2.1 Data Extraction and Inclusion Criteria
This study qualified for UCLA IRB exception status (waiver of consent) because there was no direct contact with patients and all data in this study was de-identified. Data was extracted from the Perioperative Data Warehouse, which was developed by the UCLA Department of Anesthesiology and Perioperative Medicine and distributed to multiple centers across the United States 19. All patients with an ICD-10 code of I60 (nontraumatic SAH) or S06.6 (traumatic SAH) between 2013 and 2022 at UCLA were included.
De-identified clinical data spanning the entire hospital admission was extracted for each patient. This information included basic demographics, vitals, routinely collected clinical labs (complete blood count with differential, basic metabolic panel, arterial blood gas, Hemoglobin A1c (HgA1c), and cerebrospinal (CSF) analysis), intracranial pressure (ICP), respiratory variables (O2 flow, FiO2, EtCO2, airway grade, intubation attempts, nitric oxide), fluid status variables (volume of maintenance intravenous (IV) fluid, urine output, blood loss, blood administered), feeding (gastric feeding, emesis), and saturation (pulse oximetry, cerebral saturation)). Finally, the verapamil administration time was recorded if verapamil was administered. A complete list of clinical predictor variables is provided in Supplemental Table I.
2.2 Feature Extraction
For all patients, clinical data collected before ICU admission and after verapamil injection time or time-of-discharge from the ICU (depending on if verapamil was given) were excluded. ICP and mean arterial pressure (MAPs) time-series were encoded into a 20-dimensional feature vector containing values corresponding to the 5th, 10th, …, 95th, and 100th percentiles over the examined time period. Sera values such as complete blood count (CBC) results were encoded as a 5-dimensional feature vector representing the minimum, maximum, median, mean, and count of measurements. Additional “dependent variables” were derived from the originally extracted clinical variables, such as “total count of ICP measurements”.
2.3 Predictive Model Architecture, Training, and Cross Validation
We developed two models to aid in the prediction and interpretation of CVRV risk: a "prospective” predictive model and “retrospective” predictive model. The prospective model was developed to provide a clinically useful tool to assess CVRV risk in ICU patients. Prospective model predictions were performed using 4 hours, 1 day, 3 days, 5 days, 7 days, and 10 days of ICU data starting from the time of ICU admission. A “binary” prospective model was trained to predict between two outcomes, namely if the patient would need verapamil prior to ICU downgrade or not. A more advanced “trinary” prospective model was trained to predict amongst three outcomes, namely “will never get verapamil”, “will get verapamil within three days”, or “will get verapamil after three days” from the time of prediction.

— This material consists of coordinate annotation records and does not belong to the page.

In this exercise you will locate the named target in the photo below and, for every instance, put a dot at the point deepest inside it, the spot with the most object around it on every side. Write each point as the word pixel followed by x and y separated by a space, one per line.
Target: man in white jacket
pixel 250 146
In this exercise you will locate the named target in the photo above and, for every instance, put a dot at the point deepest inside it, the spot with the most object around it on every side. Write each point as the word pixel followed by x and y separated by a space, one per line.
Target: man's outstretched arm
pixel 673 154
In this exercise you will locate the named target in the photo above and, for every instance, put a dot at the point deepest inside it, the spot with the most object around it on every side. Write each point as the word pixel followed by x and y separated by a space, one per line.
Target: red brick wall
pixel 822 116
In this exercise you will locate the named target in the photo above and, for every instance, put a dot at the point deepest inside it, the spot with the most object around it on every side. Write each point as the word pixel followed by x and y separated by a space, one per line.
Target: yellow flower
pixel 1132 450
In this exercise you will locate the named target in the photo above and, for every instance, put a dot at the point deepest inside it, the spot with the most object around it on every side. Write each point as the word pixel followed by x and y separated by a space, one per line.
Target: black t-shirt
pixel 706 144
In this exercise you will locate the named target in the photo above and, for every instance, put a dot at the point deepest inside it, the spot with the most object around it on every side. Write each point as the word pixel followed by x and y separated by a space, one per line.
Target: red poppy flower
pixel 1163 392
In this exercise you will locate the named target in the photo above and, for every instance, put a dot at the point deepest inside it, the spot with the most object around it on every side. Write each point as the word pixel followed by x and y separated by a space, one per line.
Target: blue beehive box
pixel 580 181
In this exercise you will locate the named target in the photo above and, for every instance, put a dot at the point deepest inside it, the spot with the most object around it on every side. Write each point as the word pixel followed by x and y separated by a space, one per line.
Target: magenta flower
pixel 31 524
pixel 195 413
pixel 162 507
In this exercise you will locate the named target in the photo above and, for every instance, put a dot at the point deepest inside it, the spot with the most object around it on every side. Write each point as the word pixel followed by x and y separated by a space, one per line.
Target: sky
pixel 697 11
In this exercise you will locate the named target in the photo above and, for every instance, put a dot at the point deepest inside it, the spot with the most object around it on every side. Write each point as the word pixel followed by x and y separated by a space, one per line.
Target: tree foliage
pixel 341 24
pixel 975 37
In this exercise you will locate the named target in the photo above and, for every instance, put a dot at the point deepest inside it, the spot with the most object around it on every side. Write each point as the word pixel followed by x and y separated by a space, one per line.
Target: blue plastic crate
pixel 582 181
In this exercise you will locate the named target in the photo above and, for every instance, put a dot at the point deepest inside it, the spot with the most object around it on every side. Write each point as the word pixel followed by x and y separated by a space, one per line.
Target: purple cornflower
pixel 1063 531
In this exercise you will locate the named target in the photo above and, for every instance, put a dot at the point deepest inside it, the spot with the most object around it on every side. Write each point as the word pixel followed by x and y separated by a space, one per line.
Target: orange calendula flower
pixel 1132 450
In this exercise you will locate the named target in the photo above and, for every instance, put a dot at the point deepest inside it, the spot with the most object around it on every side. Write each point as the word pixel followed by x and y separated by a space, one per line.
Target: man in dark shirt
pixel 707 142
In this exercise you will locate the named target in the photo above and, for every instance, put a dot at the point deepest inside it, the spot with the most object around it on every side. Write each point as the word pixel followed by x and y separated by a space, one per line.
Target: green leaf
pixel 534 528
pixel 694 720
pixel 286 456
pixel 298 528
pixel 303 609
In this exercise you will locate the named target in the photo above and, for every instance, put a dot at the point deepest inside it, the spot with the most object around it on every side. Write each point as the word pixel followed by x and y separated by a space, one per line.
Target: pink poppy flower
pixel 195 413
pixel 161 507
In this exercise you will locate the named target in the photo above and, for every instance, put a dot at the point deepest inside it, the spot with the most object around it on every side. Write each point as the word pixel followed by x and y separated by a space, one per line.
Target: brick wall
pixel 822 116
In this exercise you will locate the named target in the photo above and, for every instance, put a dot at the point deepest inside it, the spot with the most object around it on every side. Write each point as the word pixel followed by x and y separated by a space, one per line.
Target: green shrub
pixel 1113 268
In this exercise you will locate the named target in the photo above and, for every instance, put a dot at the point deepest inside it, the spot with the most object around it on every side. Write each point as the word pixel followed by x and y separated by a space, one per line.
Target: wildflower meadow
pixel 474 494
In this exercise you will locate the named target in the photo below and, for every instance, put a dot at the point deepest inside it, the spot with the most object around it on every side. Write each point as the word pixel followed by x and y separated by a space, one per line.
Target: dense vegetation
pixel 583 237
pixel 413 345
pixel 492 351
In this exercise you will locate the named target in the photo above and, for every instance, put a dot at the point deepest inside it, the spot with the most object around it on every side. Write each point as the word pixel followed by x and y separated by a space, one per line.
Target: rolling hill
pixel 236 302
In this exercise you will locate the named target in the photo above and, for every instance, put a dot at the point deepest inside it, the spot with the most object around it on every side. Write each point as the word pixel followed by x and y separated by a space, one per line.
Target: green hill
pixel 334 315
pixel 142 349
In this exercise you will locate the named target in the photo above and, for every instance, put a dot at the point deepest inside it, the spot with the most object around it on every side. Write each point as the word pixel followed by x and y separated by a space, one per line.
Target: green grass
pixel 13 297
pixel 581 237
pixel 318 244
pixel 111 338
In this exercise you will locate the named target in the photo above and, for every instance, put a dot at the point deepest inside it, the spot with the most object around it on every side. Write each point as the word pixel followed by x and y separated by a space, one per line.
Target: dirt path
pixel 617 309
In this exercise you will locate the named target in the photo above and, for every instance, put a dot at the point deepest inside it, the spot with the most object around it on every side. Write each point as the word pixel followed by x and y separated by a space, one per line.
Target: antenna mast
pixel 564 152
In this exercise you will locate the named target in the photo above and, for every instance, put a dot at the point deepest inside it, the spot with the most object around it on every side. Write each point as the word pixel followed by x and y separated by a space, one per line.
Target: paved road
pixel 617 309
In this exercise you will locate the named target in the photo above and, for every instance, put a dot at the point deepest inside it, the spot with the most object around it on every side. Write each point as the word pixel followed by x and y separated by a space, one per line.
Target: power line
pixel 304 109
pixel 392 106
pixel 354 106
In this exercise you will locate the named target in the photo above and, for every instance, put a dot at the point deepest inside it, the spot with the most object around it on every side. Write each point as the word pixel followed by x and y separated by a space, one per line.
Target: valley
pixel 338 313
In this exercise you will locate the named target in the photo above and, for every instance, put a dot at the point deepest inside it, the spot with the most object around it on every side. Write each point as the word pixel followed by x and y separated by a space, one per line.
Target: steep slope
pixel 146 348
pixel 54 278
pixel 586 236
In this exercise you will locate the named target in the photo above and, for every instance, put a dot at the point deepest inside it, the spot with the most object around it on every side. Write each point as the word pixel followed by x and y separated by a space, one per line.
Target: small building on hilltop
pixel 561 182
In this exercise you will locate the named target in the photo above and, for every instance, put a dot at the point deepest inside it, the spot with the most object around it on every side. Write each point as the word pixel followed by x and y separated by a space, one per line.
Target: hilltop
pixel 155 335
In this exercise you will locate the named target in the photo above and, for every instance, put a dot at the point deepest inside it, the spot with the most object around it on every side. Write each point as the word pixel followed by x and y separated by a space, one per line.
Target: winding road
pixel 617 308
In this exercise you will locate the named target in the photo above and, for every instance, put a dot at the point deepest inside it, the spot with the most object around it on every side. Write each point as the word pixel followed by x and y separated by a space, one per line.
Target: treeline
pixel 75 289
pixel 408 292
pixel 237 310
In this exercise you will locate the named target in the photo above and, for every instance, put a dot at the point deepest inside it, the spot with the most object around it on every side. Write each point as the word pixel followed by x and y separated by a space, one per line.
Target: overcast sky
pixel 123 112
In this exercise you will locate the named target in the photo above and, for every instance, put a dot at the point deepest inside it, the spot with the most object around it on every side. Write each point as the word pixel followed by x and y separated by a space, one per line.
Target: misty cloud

Retrospective models were developed to explore the events preceding CVRV by analyzing variable importance scores in groups of patients at the same chronological stage prior to vasospasm. For the retrospective model, predictions were performed using all ICU data up until 4 hours, 1 day, 3 days, 5 days, 7 days, and 10 days before the prediction target: verapamil injection or ICU downgrade.
Each model was tested with two different predictor sets: an “institutional” and “conservative” (Supplemental Table I). The institutional predictor set contained all clinical variables, whereas the conservative predictor set contained only variables which are strictly measured in a highly standardized manner across medical institutions. Examples of such standardized variables include vital signs, routine lab values, ICP, etc.
The candidate network architectures tested were Logistic Regression, K Nearest Neighbors, Naïve Bayes, Decision Trees, Support Vector Machines, Gaussian Process Classifiers, Ridge Classifier, Random Forest Classifier, Quadratic Discriminant Analysis, Ada Boost Classifer, Gradient Boosting Classifier, Linear Extra Trees Classifier, Extreme Gradient Boosting, Light Gradient Boosting Machine (LightGBM), and CatBoost Classifier.
Models were trained and tuned using the PyCaret 20 ML library (v3.1.0). We employed a stratified five-fold cross-validation scheme to report the average performance of models when trained on different subsets of the entire dataset.
To correct class imbalance in the training set, Synthetic Minority Over-Sampling Technique (SMOTE) 21 was utilized with validation test distribution of values kept as-is. Model hyperparameters were further tuned using grid search on each model type to yield a higher AUC that was calibrated to the outcome across propensity scores. The best model (highest AUC) was then set as the final model. The best model was found to be a LightGBM 22 model in all analyses. We reported ROC curves and AUC values for each fold and calculated the average AUC (± 1 standard deviation (SD)) where 1 = best classifier, 0.5 = random classifier. We also created a PR (precision-recall) curve for each time point with an AP (average precision) value (± 1 SD). Lastly, we reported “Variable Importance Scores” (relative rankings of weights placed on factors used to train the model) for the retrospective models, to help interpret what characteristics the models focused on at different prediction time points.